Mark-CarneyAccording to most economists, Bank of Canada Governor Mark Carney will probably raise interest rates, to slow inflation. Fixed-income investors aren’t so sure.

Twenty-five of 27 economists in a Bloomberg survey said that Carney would augment the record low lending rate by a quarter- percentage point to 0.5 percent, the first Group of Seven central banker to do so since last year’s global recession.

Yields on overnight index swaps on May 28, meantime, indicated a 70 percent to 80 percent chance of a rate boost, said Doug Porter, deputy chief economist at BMO Capital Markets.

Canada’s domestic spending has shown strength, including a report today that economists predict will show 5.9 percent first-quarter growth at an annualized rate, the fastest in a decade. Employment gains set a record in April, and retail sales rose the most in March in five years.
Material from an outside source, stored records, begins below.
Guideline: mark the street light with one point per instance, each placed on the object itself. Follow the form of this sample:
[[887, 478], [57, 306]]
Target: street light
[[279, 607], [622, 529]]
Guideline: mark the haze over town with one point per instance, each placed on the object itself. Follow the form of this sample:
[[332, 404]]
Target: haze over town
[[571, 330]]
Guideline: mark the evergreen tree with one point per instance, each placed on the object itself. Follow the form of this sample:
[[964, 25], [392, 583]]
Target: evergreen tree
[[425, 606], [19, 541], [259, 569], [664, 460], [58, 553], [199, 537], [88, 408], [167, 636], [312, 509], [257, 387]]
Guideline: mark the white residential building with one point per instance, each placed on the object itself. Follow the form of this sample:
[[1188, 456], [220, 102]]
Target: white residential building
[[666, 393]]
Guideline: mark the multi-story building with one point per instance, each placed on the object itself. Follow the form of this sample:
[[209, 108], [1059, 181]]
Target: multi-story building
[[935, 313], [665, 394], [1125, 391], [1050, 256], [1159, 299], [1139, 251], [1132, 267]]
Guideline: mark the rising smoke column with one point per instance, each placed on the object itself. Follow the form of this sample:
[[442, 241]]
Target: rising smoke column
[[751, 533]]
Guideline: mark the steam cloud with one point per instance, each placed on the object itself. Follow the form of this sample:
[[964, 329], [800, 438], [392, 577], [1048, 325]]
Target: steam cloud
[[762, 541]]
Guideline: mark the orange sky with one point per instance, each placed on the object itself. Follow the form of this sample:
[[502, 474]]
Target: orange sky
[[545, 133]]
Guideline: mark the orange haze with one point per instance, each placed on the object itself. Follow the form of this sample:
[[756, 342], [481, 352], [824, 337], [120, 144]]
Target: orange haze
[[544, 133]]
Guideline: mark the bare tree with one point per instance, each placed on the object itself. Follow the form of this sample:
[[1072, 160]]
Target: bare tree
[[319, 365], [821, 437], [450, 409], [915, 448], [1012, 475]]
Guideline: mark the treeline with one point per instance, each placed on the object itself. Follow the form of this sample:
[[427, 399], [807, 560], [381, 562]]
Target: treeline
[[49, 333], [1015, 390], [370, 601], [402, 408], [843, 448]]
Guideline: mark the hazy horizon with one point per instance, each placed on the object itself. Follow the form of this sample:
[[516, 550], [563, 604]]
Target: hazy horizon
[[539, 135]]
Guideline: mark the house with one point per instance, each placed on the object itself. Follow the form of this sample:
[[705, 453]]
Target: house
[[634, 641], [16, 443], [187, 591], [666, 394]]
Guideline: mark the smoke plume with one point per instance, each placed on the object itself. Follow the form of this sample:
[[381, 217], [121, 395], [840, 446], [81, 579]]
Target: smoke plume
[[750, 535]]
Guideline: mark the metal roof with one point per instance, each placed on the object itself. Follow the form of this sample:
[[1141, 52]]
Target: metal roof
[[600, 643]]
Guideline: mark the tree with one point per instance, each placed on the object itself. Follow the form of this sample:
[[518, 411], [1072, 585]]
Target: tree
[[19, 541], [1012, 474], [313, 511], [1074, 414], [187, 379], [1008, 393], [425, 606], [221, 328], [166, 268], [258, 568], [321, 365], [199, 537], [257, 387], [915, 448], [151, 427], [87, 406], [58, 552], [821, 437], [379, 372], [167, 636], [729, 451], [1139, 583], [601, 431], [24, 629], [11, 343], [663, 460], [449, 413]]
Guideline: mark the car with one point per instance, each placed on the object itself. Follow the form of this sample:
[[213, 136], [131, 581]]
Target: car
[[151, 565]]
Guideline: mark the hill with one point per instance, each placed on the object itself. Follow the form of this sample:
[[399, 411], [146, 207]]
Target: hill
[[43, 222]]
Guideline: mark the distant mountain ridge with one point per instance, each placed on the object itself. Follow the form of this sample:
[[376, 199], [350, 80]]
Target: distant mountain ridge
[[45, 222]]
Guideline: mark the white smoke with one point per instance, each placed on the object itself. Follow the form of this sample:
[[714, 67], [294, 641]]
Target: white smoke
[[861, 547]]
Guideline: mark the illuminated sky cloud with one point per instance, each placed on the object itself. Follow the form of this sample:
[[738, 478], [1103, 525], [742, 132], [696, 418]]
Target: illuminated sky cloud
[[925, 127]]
For some investors those data are overshadowed by concern European governments will struggle to finance deficits, slowing global growth.

“Whatever the surveys and market prices are showing, many still believe it’s a close call”, Toronto-based Porter said. “Based on the domestic fundamentals there’s no debate whatsoever,” Porter said. “The only debate is whether the bank dares to hike interest rates in what could be the eye of the hurricane, or whether it could be a passing storm”.

Elsewhere in credit markets, the extra yield investors demanded to own Canadian high-yield rather than federal government debt was 542 basis points on May 27, compared with 497 basis points April 30, according to a Bank of America Merrill Lynch index. A basis point is 0.01 percentage point.